Judge Morris C. England, Jr., chief judge of the US District Court for Eastern California, denied Orly Taitz’ petition for an emergency temporary restraining order to stop a number of statutory and constitutional processes necessary to complete the election and inauguration of Barack Obama to a second term as President. England, after hearing all sides a couple of weeks ago, issued his written order yesterday, January 16. One of the reasons given by Judge England was the long string of losses in similar cases by Orly Taitz.
Reports of the hearing in Grinols v. Electoral College noted some rather testy exchanges between Taitz and the Judge, and little sympathy for her motion for a TRO. That clash is not evident in the final decision, which is even-toned and succinctly argued. The judge, in his formal ruling, said that Plaintiffs are unlikely to succeed on the merits, a TRO requirement. They do not have a “fair chance of success”, he said, because the separation of powers set out in the Constitution prevents the Court from granting the relief requested, and that courts have repeatedly dismissed similar cases.
Judge England provides Taitz (and any birther who might think Taitz is getting a raw deal from this judge) with a remedial lecture on the US Constitution and separation of powers, and on the “political question” doctrine.

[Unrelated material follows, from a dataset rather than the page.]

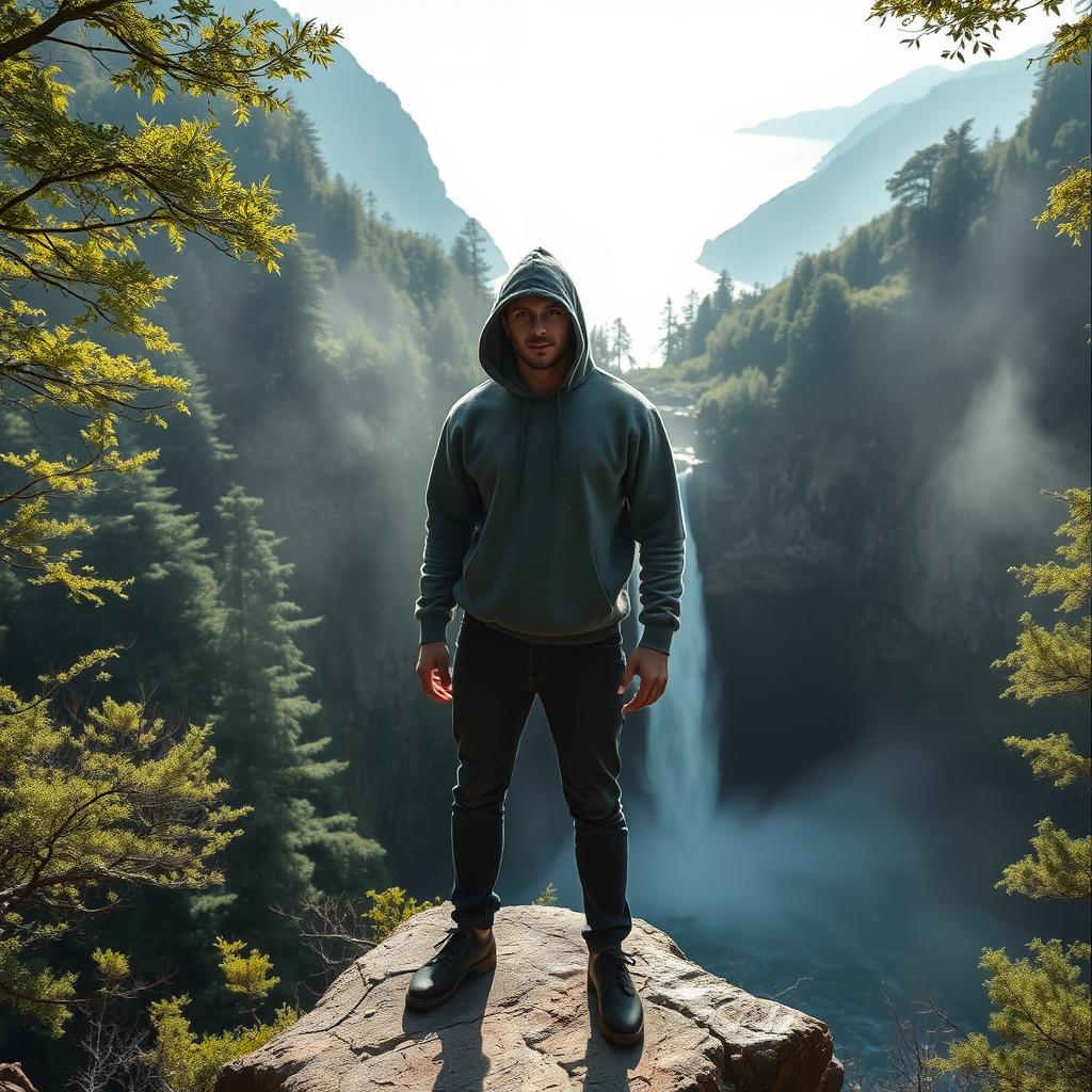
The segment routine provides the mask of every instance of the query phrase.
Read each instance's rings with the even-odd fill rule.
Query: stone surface
[[[405,1008],[414,971],[450,926],[451,903],[405,922],[319,1005],[221,1070],[215,1092],[839,1092],[827,1025],[702,970],[648,922],[622,947],[644,1002],[644,1040],[621,1047],[589,1004],[582,915],[506,906],[497,968],[430,1012]]]
[[[0,1061],[0,1092],[37,1092],[17,1061]]]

Judge England concluded:
The Court finds that numerous articles and amendments of the Constitution together make it clear that the issue of the President’s qualifications and his removal from office are textually committed to the legislative branch, not the Courts.

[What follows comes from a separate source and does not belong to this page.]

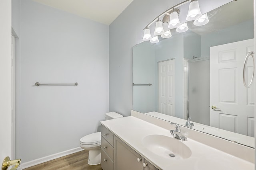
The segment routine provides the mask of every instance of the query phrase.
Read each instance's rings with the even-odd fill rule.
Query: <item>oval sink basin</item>
[[[144,137],[142,143],[153,153],[170,160],[184,159],[191,156],[191,150],[186,145],[166,136],[151,135]]]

…the question presented by Plaintiffs in this case—whether President Obama may legitimately run for office and service as President—is a political question that the Court may not answer.

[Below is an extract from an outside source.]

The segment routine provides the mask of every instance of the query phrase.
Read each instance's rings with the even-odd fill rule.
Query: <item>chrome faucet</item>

Judge England then cites quite a number of birther lawsuits to show the likelihood that the current suit will also be dismissed. Taitz’ record comes into play, as the Judge concludes:
In the light of the previous decisions, as well as Plaintiffs’ attorney’s lengthy track record of repeating similar arguments in courts throughout the country, Plaintiffs simply cannot, in good faith, argue that their case is likely to succeed on the merits.